For those worried and wondering if I managed to catch my train yesterday ( many many of you, I'm convinced ), please don't worry, I missed it. No problem I managed to read a few more pages in my book...and to miss my station in Waterloo East and end up in Charing Cross, take the next train back. Distracted, me??? Noooooo...
This is the guy who never, ever took his housekey, went out of the house, came back in because he had forgotten his wallet, went out with the wallet...and noticed this time he had forgotten the housekey inside...
Or forgot for 2 months to call the local library to renew a book, and had to pay £8.50 ( more than the value of the book...).
This is why Karine always leaves the flat last, so I don't go back in, and mess up things, when I'm desperately looking for something...Still, hehe, most of the time, I win, because even when we're sitting in the car, I again manage to have to walk back in for something...Mind you, Karine, who managed to travel to Luxembourg ( via Eurotunnel ) without any ID nor passport, hmmmm??? ( no, it wasn't me )

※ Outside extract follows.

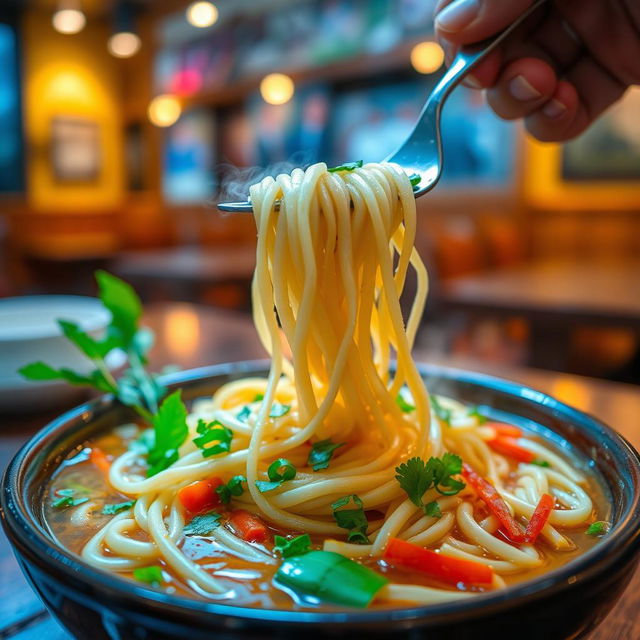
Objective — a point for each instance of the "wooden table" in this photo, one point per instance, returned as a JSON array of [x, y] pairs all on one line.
[[191, 336], [554, 296]]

Have a nice...huh...what was that again?
Today, a "visual" joke ( I love it ):
A guy is walking down the street, and he's really horny. So he goes to the first whore house he sees. He only has five dollars, so they kick him out. The guy goes to the next one. But, since he only has five dollars, he gets kicked out again. So by this time, he's really super horny, so he goes to the next one and says "Look, I only have five dollars. I'm really horny, and I need a blow-job for 5 dollars!"
The guy there says, "OK. For five dollars, we can give you a penguin."
"What's a penguin?"
So, the guy takes the $5 and leads the horny man to a bedroom. The horny man unzips his pants, and waits for his "penguin."
Soon, a prostitute comes in and starts giving the guy a blow job. Just as he's about to loose his load, she stops and walks away.
Now, the horny guy with his pants at his ankles, waddles after her, shouting, "HEY! WHAT'S A PENGUIN?!?"